Study reveals that continued use of hyperbole in advertisements by the region's developers will lead to those words losing their impact

The bandwagon mentality has gotten hold of local developers. It has even filtered down to the words they bandy about - 'luxury' gets to be used so much within the local real estate parlance that it is in grave danger of losing its original meaning.

"At best people become immune, at worst they become cynical," says Rina Plapler, Executive Director at Futurebrand, the specialist consultancy. "Because when they get the property, it doesn't live up to those things."

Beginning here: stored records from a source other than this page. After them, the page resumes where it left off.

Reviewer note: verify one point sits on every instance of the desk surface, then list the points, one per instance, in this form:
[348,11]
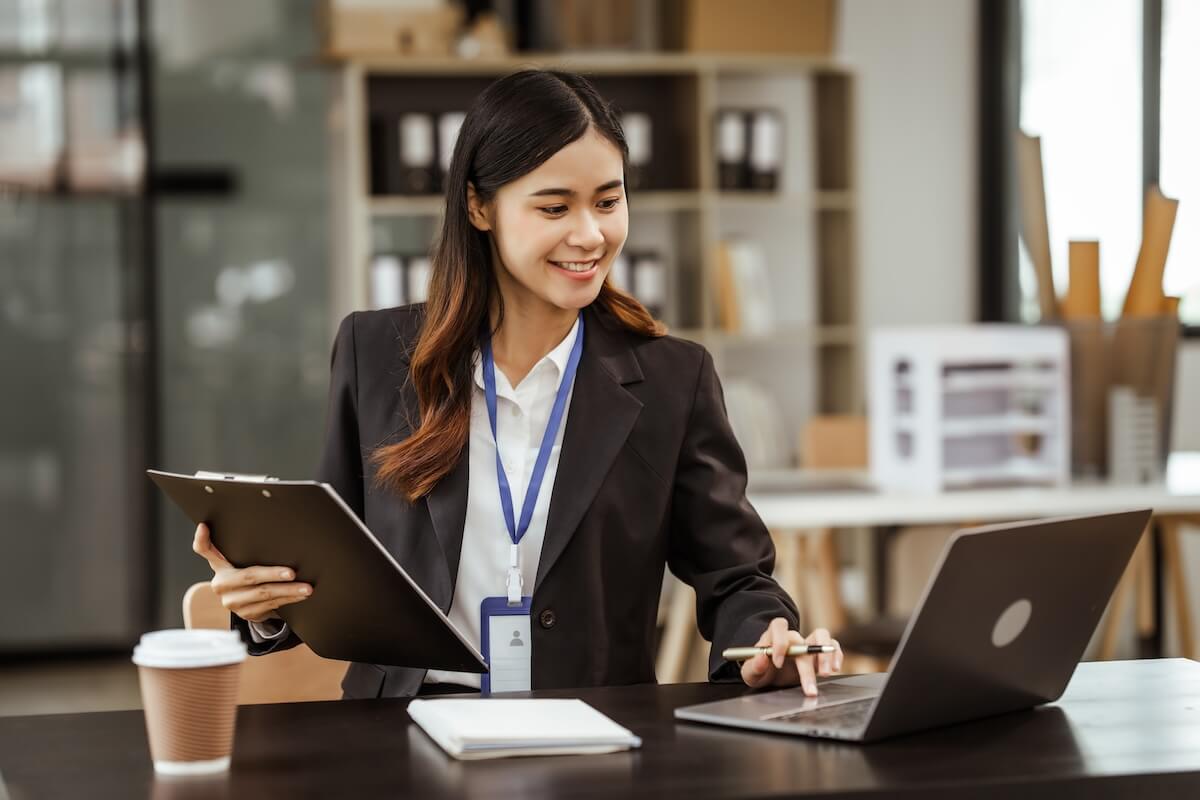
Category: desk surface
[1122,726]
[783,510]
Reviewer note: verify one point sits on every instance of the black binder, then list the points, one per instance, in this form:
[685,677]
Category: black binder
[364,606]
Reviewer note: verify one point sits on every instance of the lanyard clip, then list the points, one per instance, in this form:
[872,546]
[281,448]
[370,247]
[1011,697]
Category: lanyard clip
[515,583]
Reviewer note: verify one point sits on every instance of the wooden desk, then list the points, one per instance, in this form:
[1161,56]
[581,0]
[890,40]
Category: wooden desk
[1122,729]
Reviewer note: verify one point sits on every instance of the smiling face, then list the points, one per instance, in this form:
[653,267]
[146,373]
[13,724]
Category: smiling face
[557,229]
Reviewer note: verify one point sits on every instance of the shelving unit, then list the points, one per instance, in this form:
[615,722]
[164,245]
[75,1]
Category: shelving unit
[811,362]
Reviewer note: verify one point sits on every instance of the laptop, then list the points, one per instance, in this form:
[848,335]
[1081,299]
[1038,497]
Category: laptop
[1000,627]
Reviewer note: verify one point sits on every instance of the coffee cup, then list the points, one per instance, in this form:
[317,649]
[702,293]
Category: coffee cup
[189,683]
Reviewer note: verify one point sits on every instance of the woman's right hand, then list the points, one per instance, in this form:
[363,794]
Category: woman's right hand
[252,593]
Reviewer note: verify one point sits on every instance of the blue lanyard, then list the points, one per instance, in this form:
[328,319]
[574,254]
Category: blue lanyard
[547,439]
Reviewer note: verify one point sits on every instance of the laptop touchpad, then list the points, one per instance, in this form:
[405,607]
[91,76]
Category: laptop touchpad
[786,702]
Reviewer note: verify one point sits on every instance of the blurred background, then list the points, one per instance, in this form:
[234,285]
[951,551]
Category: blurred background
[195,192]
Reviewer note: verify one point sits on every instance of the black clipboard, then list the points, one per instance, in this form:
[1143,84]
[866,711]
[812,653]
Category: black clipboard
[364,606]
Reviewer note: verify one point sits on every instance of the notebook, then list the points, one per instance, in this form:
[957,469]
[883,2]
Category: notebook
[497,728]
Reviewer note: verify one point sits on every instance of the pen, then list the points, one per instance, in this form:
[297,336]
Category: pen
[742,654]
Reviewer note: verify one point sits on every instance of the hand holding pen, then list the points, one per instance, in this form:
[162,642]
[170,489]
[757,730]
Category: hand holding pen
[775,665]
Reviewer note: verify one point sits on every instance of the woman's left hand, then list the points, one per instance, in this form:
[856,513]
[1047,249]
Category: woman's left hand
[778,669]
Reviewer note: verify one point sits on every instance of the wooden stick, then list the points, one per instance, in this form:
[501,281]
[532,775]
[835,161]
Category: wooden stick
[1144,601]
[1145,295]
[1035,228]
[1083,299]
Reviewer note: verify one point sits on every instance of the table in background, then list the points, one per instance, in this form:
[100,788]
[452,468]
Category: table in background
[803,516]
[1122,729]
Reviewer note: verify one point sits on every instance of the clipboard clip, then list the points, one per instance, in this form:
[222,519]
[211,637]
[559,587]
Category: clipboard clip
[233,476]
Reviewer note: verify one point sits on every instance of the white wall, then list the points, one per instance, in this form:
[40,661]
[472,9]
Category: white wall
[1187,397]
[917,137]
[916,108]
[915,62]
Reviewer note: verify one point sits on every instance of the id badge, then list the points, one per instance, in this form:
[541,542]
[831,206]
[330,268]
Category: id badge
[505,632]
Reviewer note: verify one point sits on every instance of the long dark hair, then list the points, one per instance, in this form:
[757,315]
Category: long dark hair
[516,124]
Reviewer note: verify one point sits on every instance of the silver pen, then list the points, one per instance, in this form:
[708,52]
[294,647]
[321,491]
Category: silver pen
[743,654]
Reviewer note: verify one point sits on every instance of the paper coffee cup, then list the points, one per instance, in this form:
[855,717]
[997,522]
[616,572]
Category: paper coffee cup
[190,693]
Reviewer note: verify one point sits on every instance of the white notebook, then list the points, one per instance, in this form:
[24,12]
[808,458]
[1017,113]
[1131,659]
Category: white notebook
[496,728]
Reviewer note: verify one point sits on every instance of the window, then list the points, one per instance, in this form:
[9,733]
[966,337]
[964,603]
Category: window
[1083,88]
[1180,150]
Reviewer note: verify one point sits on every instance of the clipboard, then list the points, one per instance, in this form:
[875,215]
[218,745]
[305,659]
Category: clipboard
[364,606]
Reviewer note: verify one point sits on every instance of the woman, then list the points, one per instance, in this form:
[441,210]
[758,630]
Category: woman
[531,401]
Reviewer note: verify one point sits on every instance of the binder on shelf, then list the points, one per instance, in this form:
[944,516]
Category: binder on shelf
[639,137]
[731,149]
[417,164]
[387,281]
[418,278]
[449,125]
[743,286]
[382,150]
[619,274]
[651,282]
[766,156]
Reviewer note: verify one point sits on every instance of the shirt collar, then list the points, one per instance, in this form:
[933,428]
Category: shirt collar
[558,356]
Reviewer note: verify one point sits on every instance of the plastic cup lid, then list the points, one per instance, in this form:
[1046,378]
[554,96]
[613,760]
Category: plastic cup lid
[180,649]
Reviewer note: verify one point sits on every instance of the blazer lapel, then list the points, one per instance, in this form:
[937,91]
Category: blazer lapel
[448,510]
[600,419]
[448,500]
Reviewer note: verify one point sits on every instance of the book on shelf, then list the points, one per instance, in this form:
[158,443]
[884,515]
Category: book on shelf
[743,288]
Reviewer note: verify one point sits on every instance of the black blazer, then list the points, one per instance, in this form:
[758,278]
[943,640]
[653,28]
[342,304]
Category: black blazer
[649,475]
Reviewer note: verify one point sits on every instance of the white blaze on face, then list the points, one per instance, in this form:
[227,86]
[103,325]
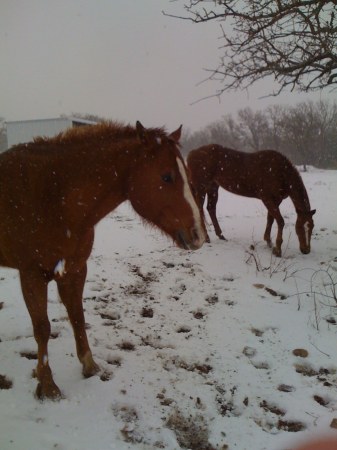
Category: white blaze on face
[191,201]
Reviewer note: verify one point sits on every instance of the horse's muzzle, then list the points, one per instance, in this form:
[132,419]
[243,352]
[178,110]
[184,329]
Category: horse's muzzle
[191,241]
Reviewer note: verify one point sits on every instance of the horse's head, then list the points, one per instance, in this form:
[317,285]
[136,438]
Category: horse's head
[160,190]
[304,227]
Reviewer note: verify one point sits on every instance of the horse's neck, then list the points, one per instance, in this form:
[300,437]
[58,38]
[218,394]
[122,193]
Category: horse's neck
[298,194]
[97,186]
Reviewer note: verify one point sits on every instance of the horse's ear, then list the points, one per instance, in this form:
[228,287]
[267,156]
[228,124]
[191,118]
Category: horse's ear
[141,132]
[176,135]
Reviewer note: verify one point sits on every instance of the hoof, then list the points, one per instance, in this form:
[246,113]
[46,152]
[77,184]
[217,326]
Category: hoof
[90,368]
[49,392]
[277,252]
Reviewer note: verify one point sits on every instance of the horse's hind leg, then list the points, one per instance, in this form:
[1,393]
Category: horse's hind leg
[200,196]
[270,221]
[212,200]
[273,211]
[34,290]
[70,287]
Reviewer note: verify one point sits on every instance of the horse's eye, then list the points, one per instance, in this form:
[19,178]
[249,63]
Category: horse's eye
[167,178]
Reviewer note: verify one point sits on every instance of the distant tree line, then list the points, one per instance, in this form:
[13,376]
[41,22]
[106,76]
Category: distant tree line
[306,133]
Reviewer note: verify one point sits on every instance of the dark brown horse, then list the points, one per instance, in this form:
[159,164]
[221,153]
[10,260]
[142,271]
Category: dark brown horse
[267,175]
[53,192]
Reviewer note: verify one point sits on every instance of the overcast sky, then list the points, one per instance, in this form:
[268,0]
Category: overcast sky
[121,59]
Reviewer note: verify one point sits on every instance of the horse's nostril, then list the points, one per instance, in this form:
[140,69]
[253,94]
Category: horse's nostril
[195,235]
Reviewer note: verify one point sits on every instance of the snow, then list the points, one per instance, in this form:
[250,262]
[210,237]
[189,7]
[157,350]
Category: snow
[196,348]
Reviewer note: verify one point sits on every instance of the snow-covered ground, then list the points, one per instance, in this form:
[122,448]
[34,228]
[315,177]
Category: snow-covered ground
[226,347]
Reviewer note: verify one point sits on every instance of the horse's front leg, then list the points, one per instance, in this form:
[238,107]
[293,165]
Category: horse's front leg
[266,237]
[70,287]
[274,211]
[212,200]
[200,197]
[34,290]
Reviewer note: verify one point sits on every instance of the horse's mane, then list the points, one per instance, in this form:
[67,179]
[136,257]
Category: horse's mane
[115,130]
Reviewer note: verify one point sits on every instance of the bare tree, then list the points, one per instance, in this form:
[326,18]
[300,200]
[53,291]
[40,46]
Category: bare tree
[254,129]
[292,41]
[3,135]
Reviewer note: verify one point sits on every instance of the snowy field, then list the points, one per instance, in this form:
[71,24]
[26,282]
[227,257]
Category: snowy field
[223,348]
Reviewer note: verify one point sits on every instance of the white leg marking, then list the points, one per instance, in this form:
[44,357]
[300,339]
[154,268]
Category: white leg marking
[60,268]
[190,200]
[306,231]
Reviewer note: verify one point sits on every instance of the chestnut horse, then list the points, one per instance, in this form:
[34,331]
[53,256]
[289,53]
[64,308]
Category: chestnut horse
[53,192]
[267,175]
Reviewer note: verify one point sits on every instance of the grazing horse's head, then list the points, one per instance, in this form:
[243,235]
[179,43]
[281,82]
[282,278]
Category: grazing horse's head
[160,191]
[304,227]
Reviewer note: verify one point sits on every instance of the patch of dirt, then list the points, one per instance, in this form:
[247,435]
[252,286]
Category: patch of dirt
[272,408]
[110,316]
[191,432]
[126,346]
[285,388]
[5,383]
[291,426]
[301,352]
[212,299]
[29,355]
[147,312]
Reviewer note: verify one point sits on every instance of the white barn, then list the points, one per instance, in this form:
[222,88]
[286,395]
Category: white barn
[22,131]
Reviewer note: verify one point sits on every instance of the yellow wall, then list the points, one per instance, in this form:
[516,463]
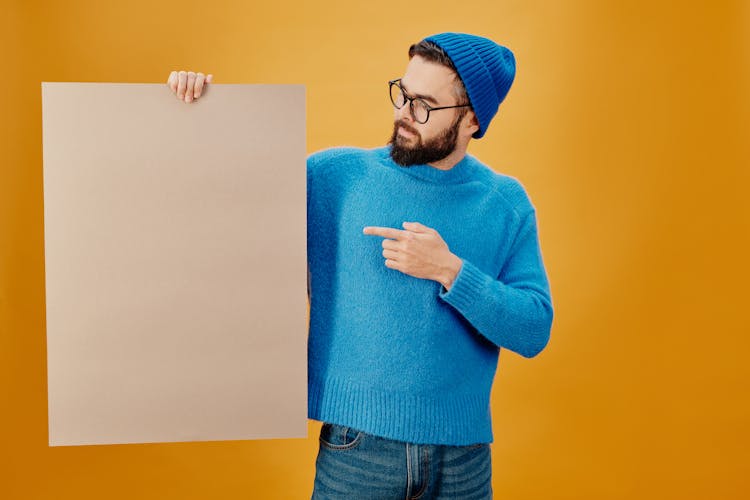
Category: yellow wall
[625,124]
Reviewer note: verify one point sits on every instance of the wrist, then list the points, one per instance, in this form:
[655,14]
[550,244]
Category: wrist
[450,271]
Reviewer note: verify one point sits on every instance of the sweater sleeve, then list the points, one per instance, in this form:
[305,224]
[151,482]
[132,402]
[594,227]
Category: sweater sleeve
[514,310]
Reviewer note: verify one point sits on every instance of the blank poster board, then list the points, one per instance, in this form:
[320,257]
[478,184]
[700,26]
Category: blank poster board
[176,271]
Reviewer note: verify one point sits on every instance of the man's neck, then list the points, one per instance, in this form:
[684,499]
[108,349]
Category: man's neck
[451,160]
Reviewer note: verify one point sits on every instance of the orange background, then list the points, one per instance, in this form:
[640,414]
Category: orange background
[626,124]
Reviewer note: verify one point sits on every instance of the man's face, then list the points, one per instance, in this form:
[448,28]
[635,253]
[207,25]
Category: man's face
[414,143]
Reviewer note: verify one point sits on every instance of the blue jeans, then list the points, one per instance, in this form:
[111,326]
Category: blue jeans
[355,465]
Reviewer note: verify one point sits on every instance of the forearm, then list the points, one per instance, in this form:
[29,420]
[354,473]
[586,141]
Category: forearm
[518,318]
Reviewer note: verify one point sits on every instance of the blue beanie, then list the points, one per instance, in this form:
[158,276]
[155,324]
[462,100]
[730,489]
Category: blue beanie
[486,69]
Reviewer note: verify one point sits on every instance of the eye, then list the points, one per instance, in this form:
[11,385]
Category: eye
[421,110]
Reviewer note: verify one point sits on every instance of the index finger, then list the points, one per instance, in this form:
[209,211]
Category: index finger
[385,232]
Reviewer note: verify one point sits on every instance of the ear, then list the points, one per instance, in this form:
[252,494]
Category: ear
[471,123]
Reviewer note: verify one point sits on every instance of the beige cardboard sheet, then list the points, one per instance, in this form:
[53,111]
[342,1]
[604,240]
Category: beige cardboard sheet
[175,252]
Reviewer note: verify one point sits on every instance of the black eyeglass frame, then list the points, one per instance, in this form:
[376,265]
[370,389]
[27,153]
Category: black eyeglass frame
[397,82]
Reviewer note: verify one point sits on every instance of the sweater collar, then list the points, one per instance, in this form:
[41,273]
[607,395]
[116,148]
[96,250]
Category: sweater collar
[455,175]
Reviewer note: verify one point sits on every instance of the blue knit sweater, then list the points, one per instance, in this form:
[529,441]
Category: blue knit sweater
[402,357]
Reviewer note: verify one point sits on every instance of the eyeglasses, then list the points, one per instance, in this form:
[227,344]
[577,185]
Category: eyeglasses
[420,110]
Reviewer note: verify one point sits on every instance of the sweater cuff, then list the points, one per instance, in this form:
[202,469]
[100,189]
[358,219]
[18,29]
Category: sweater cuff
[468,285]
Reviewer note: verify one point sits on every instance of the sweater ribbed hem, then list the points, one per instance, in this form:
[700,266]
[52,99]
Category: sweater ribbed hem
[454,420]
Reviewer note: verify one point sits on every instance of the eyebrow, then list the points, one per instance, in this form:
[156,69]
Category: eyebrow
[427,98]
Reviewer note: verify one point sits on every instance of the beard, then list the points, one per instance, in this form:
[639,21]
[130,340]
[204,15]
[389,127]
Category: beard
[421,153]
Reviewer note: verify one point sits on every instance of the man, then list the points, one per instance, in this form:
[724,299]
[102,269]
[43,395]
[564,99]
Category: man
[423,264]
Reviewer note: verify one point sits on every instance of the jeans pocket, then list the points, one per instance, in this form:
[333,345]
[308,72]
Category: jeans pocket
[339,437]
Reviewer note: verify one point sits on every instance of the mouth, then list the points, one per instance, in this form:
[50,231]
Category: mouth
[405,133]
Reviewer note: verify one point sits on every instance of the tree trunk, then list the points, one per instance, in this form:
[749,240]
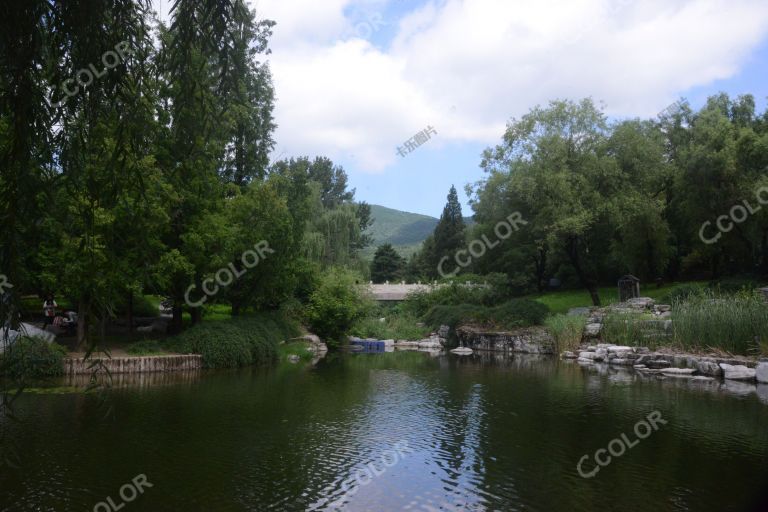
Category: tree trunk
[176,322]
[588,283]
[197,315]
[82,326]
[540,263]
[129,319]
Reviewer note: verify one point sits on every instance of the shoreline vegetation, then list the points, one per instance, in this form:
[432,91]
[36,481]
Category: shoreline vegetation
[702,319]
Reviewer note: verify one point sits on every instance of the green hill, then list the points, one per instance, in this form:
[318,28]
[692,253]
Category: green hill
[404,230]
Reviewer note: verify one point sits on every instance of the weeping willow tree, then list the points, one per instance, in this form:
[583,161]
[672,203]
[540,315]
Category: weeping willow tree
[332,238]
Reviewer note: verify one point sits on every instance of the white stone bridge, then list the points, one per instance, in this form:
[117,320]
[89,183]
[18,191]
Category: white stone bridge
[398,291]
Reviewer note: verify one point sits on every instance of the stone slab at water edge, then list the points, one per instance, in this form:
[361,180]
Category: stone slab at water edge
[529,340]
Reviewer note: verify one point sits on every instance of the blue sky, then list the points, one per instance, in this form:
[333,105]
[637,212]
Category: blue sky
[355,79]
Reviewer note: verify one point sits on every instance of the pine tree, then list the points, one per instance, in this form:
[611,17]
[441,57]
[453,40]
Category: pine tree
[449,233]
[387,264]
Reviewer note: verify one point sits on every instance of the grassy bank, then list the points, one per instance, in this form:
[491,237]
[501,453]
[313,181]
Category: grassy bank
[562,301]
[236,342]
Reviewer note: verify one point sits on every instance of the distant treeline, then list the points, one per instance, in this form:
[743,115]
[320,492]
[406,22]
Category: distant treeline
[684,195]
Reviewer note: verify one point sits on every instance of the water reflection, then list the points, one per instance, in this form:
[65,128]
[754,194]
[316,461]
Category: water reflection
[484,432]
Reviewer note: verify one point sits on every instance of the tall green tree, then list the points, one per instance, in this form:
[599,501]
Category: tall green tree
[387,264]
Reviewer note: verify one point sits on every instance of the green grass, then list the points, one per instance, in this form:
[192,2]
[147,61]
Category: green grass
[146,348]
[737,324]
[397,326]
[562,301]
[239,341]
[631,329]
[566,330]
[295,348]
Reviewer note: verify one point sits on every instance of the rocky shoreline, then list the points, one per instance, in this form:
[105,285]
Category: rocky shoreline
[673,364]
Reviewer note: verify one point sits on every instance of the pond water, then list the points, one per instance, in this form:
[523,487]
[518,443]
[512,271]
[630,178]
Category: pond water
[395,431]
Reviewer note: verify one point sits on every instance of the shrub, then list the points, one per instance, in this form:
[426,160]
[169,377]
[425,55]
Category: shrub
[681,292]
[237,342]
[335,305]
[397,325]
[566,330]
[509,315]
[733,285]
[454,293]
[737,323]
[144,348]
[632,329]
[143,306]
[32,357]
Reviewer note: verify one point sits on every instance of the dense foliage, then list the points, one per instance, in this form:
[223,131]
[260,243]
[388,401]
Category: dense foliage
[507,315]
[240,342]
[336,305]
[155,176]
[605,198]
[387,265]
[31,357]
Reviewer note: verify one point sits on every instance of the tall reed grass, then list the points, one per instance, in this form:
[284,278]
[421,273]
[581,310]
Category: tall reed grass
[633,329]
[566,330]
[735,323]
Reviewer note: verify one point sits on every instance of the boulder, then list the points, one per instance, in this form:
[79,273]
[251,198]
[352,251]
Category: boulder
[761,372]
[593,330]
[657,364]
[640,302]
[430,343]
[709,367]
[737,372]
[678,372]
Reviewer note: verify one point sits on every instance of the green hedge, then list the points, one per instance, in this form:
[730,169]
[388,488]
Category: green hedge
[240,341]
[508,315]
[31,357]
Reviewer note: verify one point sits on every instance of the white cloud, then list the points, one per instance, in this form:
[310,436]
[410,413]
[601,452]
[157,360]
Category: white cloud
[466,66]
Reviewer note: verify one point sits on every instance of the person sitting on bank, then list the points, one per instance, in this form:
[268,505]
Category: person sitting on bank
[49,310]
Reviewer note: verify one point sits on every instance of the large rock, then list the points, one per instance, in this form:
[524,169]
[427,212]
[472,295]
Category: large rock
[433,342]
[593,330]
[761,372]
[532,340]
[737,372]
[678,372]
[657,364]
[709,367]
[640,302]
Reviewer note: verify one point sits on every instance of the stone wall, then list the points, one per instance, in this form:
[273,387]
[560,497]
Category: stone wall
[78,366]
[532,340]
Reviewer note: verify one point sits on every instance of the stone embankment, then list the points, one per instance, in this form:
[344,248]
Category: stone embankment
[531,340]
[116,365]
[665,362]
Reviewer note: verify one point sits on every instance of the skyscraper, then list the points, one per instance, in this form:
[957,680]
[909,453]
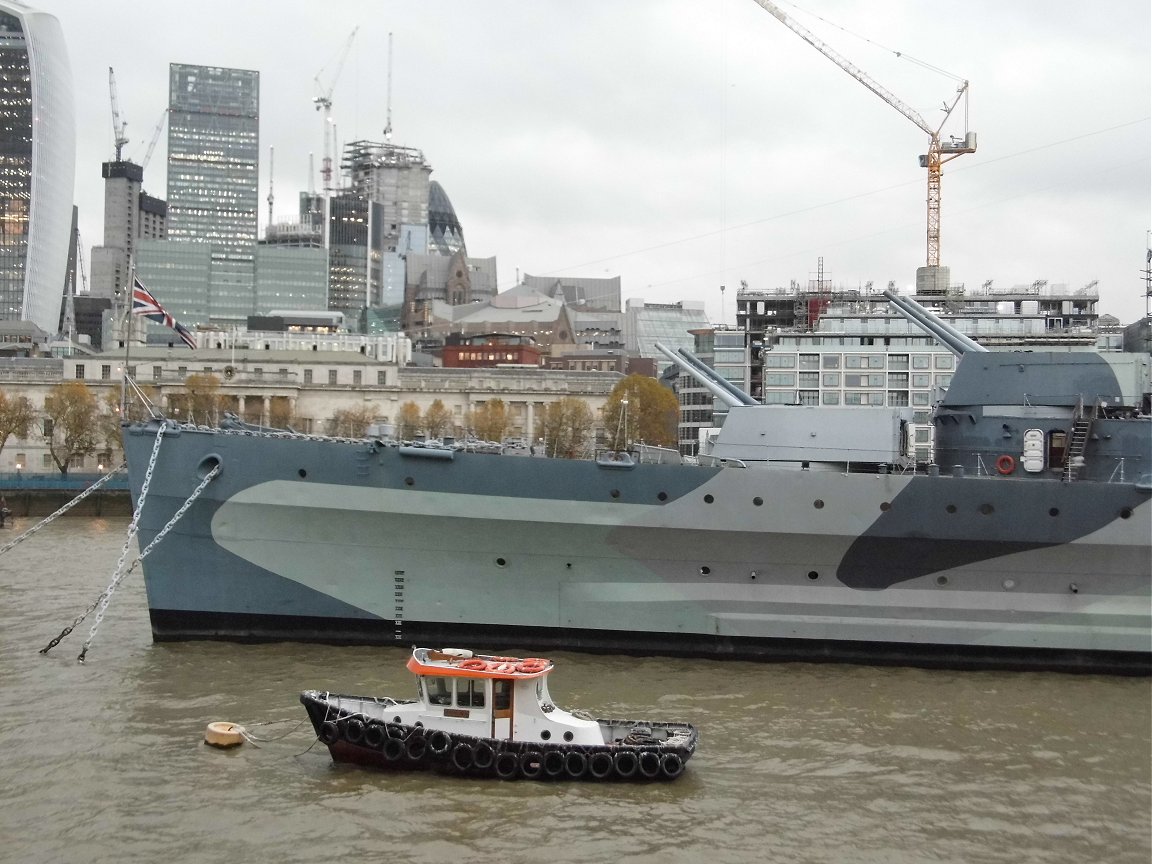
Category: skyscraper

FutureBrand analyses the doublespeak from developers in its latest annual report on the state of the Gulf's real estate market. It describes the continued use of 'hyperbole' in the marketing tactics of the region's developers, as a 'missed opportunity'.

The report notes rather wryly: 'Although it's a considerable challenge, in a sea of overstatements, nothing is as memorable as a new message'.

"It makes it hard for a brand to stand out because everybody is using 'the ultimate dream' or the 'luxury getaway'," adds Plapler. "How do you really stand for something when everybody is saying the same thing?"

She admits that, unfortunately, developers in this region seem to prefer to bandy around the same tried and over-inflated phrases. "Our clients all want to say it. It's hard to get them off it as they think if they don't people won't think they're luxurious."

Moreover, how can anyone or anything live up to those kind of phrases? Take 'luxury' for instance. It's something one has come to expect being churned out in the marketing material of every developer in the region.

No apartment or villa seems to come complete without the 'luxury living' tag, and it doesn't appear to matter whether it's a studio apartment worth Dh500,000 in International City or a Dh5 million apartment in downtown Dubai.

They all promise a certain touch of the high life. "If everybody is saying it how can it all be true? I mean what really is luxury when it could vary from an inexpensive property to something that's Dh30 million - they're both saying the same things. It almost neutralises everybody."

Plapler remarks that rather than attracting potential investors to their projects by conjuring images of an amazing and enviable lifestyle, the constant overuse of such hyperbole only has the effect of making people cynical.

The fourth annual study, released by global brand consultancy firm Futurebrand, into the Gulf real estate market.

The FutureBrand report states that the Top 5 over-used, exaggerated words in the industry are: 'luxury', 'dream', 'paradise', 'live/living' and 'reinvented'.

'Luxury is going strong, with more entrants jumping on this bandwagon. 'Paradise", 'masterpiece', 'dream' and 'perfection' are other lofty claims developers make, suggesting that modesty is not a virtue when it comes to real estate. In their efforts to top one another, more and more projects are parroting the same tired phrases'.

Keep your promises

It has been said before and still needs repeating - developers need to think more carefully before making wild promises to their customers.

"We always say that part of branding is what you promise, but the other part if it is how you perform," says Rina Plapler of FutureBrand. "And I think that while the region is easy on the promising part, the performing part is a little untrustworthy. I think that's a challenge."